The situation is even worse for H-2 unskilled workers because they are on non-immigrant visas, which means that they can't apply for green cards. Hence, often they end up staying in the country illegally, which makes them even more subject to employer abuse.

In the case of H-1Bs, the logical and humane fix would be to affix these visas to employees not employers (which would make them portable across jobs) and to remove the annual country-cap on green cards to expedite the permanent residency process. Likewise, the solution to H-2 abuse would be to not only make these visas portable but also convert them to immigrant visas so that low skilled foreign workers too could apply for green cards, just like high-skilled workers.

But to equate these visas with slavery or servitude is to torture a metaphor till it loses all meaning. And to demand their elimination is to pile injustice on top of abuse and call it principle.

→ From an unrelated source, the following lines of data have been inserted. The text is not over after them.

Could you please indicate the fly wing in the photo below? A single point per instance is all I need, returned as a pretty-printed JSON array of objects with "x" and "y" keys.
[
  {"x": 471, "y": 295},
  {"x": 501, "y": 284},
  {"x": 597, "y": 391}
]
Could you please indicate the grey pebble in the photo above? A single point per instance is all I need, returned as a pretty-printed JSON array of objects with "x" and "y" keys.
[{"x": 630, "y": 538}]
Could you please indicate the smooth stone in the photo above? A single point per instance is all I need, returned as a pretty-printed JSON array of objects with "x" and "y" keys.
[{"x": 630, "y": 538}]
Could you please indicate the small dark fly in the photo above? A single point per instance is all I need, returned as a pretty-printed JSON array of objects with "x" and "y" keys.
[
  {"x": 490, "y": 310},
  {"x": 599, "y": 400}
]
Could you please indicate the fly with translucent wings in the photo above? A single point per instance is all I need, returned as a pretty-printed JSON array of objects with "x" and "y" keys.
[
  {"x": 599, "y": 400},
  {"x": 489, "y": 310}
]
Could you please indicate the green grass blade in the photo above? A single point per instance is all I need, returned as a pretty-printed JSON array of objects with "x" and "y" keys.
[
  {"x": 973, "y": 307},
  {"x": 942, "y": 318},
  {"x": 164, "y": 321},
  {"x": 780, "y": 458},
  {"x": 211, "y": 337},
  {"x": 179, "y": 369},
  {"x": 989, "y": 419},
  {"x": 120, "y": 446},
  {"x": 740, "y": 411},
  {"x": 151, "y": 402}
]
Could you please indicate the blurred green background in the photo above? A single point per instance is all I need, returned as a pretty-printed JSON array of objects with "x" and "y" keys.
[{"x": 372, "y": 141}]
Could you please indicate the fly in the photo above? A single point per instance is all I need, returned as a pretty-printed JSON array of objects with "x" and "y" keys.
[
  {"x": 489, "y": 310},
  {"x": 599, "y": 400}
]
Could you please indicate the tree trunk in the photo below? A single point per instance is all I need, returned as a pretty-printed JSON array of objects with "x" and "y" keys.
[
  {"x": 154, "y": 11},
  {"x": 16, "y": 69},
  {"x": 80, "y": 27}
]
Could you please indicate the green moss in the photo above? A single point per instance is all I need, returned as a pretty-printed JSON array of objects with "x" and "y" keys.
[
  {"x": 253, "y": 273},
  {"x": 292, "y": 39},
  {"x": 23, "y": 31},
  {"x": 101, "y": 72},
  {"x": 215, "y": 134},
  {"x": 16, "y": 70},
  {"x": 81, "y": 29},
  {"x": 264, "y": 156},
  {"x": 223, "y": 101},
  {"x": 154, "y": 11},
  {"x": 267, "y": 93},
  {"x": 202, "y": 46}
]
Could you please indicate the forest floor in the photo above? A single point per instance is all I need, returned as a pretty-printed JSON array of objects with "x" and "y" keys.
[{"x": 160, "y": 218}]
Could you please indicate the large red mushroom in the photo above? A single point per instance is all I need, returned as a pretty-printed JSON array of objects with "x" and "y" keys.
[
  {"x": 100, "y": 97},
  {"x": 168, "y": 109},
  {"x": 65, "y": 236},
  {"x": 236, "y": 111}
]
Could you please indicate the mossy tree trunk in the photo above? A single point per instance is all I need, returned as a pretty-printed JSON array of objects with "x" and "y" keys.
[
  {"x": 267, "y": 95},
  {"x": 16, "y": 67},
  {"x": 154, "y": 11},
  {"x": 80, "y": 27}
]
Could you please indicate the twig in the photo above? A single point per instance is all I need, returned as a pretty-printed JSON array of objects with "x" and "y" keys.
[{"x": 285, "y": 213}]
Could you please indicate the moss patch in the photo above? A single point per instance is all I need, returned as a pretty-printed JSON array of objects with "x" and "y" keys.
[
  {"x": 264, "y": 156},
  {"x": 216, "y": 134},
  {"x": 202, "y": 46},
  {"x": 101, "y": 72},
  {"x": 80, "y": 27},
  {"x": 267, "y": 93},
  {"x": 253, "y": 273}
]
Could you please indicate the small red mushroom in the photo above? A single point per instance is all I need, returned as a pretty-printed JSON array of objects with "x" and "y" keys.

The essence of slavery is to expropriate a worker's labor against his will. This means reducing his work options to just one from which he can neither quit nor switch. But guest worker visas do the opposite of slavery: They give workers more options. And having more options, even bad and suboptimal ones, is always better than having fewer options. Indeed, the only reason that foreign workers would put up with a bad work situation in the United States given that they can always quit is that their alternatives at home are even worse.

By all means, well-meaning people interested in justice and liberty ought to push policies to empower these workers, improve the trade offs that they confront, so that they don't have to put up with abuse. But taking away their existing options is to offer a cure worse than the disease.

The jihad against guest worker programs is ultimately about labor protectionism — no matter how much Republicans and Democrats try and dress it up in the language of human rights.